Bunny in the Garden!
How one man dealt with an unwanted guest in his lettuce.
In my college days one of the houses I lived in was in town and it had a large back yard. Being an avid gardener, I couldn’t help but turn some of the soil making a large rectangular section that I composted in preparation for planting. Garden pests were not much of a concern to me at planting time. Underneath our house there lived about seven or eight stray alley cats that had taken up residence before we moved in. I figured just leave them there and mice, moles, gophers and birds would be scared away from my garden or eaten and thus would pose no problem. I would only have to deal with the insects whose numbers could be easily knocked down periodically with a little dish soap and water in a sprayer. Life is wonderful!
My daily routine was to wet down the soil so the seeds would sprout, go to school, come home and water again before going to work. On the first day of this routine, I noticed a large black bunny in a cage next to the fence. This did not bother me as the bunny was caged and behind a wire fence. One morning I went out to water and saw that there were radishes beginning to sprout. I rejoiced loudly. A few days later the lettuce and beans began coming up. Again I rejoiced. Unfortunately, when I returned from school that day, the entire garden had been mowed down! I looked suspiciously at the bunny cage next door where the black bunny was busy chewing on his pellets and drinking water, a perfectly innocent scene.
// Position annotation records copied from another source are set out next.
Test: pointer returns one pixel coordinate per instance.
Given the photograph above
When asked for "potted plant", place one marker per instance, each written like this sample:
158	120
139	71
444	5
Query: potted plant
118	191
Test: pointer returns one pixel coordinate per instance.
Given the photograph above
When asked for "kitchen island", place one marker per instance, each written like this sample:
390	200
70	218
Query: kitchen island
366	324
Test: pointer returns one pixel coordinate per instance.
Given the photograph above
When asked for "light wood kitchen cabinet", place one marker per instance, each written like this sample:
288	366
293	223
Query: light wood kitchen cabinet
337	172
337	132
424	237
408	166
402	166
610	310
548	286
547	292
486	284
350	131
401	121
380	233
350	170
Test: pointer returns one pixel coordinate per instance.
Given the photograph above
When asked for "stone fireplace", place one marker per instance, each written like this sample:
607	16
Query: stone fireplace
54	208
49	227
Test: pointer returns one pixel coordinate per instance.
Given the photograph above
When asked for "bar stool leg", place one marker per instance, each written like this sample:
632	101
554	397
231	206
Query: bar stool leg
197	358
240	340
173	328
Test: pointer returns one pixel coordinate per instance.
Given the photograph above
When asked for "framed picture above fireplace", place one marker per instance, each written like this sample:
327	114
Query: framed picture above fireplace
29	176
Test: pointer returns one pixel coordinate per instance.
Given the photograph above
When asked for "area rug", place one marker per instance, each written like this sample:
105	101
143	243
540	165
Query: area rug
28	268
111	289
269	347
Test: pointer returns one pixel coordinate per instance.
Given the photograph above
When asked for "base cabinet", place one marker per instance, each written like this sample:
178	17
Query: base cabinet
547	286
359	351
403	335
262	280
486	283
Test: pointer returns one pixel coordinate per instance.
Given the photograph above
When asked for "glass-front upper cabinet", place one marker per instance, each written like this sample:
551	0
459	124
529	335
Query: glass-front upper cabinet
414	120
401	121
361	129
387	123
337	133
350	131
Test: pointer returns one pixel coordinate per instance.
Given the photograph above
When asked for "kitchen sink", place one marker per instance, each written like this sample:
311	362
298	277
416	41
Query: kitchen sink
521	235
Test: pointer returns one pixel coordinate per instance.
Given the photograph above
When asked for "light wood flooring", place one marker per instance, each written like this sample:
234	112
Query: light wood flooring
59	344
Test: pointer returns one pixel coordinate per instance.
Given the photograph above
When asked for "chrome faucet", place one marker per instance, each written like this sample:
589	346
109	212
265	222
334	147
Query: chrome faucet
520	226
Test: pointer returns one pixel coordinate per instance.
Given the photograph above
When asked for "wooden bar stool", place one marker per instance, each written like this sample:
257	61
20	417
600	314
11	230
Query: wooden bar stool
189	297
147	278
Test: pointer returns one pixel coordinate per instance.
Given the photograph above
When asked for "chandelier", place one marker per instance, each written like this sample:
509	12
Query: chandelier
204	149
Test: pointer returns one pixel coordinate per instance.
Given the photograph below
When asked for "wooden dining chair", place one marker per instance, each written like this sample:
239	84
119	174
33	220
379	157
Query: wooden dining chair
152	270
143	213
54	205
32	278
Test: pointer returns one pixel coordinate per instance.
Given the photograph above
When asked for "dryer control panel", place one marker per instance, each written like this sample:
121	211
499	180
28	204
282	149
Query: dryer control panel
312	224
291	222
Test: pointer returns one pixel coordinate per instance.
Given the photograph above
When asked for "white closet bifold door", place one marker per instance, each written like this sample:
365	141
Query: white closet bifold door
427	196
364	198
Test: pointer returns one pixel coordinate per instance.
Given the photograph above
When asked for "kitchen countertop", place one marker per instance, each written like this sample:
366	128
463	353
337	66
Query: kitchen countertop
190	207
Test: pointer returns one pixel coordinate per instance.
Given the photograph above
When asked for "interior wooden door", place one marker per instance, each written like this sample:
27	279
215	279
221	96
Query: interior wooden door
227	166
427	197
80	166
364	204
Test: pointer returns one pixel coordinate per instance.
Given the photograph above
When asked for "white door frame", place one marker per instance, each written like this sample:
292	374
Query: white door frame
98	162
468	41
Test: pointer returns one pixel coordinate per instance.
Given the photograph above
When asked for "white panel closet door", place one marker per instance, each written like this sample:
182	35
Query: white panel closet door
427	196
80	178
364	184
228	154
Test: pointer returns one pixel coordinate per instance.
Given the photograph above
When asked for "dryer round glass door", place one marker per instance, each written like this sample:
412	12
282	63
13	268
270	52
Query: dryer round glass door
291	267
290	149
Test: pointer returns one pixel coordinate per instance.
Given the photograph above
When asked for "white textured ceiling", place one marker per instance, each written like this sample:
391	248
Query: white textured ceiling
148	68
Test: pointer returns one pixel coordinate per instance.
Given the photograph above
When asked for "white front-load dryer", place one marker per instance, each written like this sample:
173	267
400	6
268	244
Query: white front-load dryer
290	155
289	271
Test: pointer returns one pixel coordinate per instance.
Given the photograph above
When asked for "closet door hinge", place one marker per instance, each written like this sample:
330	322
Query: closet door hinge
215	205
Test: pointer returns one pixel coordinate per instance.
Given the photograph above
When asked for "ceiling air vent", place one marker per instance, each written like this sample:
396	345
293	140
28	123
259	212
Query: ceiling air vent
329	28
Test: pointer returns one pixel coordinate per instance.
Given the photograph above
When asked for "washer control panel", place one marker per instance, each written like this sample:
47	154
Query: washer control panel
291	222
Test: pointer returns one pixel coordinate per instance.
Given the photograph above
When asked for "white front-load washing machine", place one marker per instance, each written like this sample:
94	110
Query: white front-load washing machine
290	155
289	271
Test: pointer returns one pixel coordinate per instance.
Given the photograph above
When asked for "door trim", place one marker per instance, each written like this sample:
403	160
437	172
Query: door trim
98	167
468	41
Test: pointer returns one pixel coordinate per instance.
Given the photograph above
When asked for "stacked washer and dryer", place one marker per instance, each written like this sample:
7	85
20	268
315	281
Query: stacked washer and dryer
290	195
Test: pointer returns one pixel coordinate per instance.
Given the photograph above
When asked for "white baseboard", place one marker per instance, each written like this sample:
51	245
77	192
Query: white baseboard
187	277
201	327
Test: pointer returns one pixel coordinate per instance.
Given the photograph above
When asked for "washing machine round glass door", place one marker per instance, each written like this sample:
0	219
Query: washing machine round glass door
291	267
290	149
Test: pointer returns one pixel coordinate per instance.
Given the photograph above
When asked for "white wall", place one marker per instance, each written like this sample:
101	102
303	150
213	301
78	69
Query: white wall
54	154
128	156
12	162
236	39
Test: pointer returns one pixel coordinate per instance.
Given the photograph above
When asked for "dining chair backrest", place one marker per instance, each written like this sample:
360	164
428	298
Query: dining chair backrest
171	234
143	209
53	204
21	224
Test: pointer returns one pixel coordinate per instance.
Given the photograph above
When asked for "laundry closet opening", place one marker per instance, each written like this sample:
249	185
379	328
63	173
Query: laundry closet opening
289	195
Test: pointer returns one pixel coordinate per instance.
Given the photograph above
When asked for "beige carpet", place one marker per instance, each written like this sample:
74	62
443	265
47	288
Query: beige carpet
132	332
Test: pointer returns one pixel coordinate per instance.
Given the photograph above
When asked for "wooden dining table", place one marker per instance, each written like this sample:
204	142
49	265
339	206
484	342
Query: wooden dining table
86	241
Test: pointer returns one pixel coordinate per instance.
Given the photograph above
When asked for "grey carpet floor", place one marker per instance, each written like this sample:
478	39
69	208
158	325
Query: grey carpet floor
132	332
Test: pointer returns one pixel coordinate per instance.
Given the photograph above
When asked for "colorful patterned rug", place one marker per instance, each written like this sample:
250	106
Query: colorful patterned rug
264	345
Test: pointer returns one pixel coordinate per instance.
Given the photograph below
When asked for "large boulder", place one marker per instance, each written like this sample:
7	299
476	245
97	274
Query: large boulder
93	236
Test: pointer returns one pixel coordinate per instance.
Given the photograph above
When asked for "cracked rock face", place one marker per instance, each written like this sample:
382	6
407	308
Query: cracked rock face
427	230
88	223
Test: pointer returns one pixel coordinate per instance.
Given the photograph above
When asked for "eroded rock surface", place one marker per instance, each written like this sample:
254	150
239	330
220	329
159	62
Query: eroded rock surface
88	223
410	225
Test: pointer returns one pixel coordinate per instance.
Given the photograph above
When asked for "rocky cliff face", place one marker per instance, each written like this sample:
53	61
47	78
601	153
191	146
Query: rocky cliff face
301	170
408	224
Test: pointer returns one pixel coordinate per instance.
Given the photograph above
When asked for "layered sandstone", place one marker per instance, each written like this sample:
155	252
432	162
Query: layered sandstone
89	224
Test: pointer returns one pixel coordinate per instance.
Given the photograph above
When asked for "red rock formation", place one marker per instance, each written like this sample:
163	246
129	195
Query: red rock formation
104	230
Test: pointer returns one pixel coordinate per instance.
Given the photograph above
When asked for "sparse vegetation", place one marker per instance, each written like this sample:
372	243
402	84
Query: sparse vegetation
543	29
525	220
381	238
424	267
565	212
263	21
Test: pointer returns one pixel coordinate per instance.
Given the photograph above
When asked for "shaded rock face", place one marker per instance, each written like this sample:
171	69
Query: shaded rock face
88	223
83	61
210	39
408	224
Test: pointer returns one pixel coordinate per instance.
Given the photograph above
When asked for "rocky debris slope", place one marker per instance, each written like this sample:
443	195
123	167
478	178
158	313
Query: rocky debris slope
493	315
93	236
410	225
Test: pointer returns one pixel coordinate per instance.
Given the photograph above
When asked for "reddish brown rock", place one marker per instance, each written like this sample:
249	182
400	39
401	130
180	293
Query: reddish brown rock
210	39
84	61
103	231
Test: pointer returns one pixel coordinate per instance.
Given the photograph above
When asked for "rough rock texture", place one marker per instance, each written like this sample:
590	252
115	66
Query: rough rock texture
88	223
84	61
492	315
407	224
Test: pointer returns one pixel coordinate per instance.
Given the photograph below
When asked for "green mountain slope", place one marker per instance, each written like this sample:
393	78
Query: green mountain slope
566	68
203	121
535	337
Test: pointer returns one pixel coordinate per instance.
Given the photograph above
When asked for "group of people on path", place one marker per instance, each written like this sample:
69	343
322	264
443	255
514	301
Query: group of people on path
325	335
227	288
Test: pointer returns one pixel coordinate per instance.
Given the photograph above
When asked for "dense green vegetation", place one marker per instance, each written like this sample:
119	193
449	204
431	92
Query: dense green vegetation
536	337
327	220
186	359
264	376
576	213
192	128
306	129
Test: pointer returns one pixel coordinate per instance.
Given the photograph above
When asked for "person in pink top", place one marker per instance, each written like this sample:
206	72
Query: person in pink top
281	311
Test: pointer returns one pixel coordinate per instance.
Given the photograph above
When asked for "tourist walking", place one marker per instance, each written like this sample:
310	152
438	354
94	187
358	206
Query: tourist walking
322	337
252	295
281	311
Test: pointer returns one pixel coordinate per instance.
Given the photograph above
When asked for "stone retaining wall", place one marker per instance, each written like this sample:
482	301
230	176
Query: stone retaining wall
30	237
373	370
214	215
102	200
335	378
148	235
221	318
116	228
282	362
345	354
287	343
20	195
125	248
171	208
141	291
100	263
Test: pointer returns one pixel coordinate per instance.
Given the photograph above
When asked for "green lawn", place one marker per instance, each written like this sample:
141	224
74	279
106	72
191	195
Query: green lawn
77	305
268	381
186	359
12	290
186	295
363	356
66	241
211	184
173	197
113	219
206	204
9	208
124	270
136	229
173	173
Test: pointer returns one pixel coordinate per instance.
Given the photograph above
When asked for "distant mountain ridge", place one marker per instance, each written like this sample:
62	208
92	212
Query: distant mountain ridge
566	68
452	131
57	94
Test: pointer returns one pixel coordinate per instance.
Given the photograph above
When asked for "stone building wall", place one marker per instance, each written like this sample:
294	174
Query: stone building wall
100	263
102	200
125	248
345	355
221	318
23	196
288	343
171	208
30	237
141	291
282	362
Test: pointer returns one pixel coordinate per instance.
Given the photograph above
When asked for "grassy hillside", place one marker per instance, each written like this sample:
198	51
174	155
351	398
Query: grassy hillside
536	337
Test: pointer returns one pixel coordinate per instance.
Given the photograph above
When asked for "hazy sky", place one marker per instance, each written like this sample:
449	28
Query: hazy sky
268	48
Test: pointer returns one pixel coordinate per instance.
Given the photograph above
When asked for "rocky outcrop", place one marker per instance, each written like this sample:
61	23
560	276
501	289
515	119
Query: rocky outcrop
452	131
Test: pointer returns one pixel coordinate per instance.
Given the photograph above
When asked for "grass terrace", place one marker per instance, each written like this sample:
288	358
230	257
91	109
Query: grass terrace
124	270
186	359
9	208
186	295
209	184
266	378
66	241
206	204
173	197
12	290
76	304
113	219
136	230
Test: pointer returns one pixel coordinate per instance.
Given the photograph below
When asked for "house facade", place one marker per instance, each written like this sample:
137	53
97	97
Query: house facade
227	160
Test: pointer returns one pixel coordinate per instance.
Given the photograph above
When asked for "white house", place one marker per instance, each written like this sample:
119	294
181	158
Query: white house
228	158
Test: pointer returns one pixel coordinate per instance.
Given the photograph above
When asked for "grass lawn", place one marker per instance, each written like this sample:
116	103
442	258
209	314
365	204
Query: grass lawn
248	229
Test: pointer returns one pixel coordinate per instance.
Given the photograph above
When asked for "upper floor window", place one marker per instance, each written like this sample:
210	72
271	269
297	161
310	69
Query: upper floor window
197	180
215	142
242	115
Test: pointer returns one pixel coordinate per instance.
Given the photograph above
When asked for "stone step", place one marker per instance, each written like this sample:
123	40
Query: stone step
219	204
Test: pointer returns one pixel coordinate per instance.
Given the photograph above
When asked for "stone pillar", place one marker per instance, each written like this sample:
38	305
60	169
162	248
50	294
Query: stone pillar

I replanted the things that had been eaten. My corn began to sprout. I cheered it on. Meanwhile I kept a sharp lookout for signs of thievery. The corn was up two inches when the problems started again. Plants were disappearing daily, faster than they could come up! Then I found the rabbit tracks in the soft dirt next to one of the missing plants. I scoured the fence line for an entry hole large enough to allow the bunny to get into the yard and found an opening where the gate was supposed to close tightly. I suspiciously spied on the bunny resting in its cage. I looked closely and saw the cage door was UN-latched.
My next step was to go next door to speak with the neighbors. “We can’t keep our rabbit from escaping no matter what we do,” they said. “I will not guarantee the safety of your bunny should I find it on my property again!” I exclaimed. What a waste of time that was!
I closed up the hole at my gate and hoped for the best.
The best never came, but the bunny did. The black beast had chewed the board I put up to block the hole, ran down what was becoming a pathway to a bunny refrigerator full of bunny food and ate more of my struggling plants.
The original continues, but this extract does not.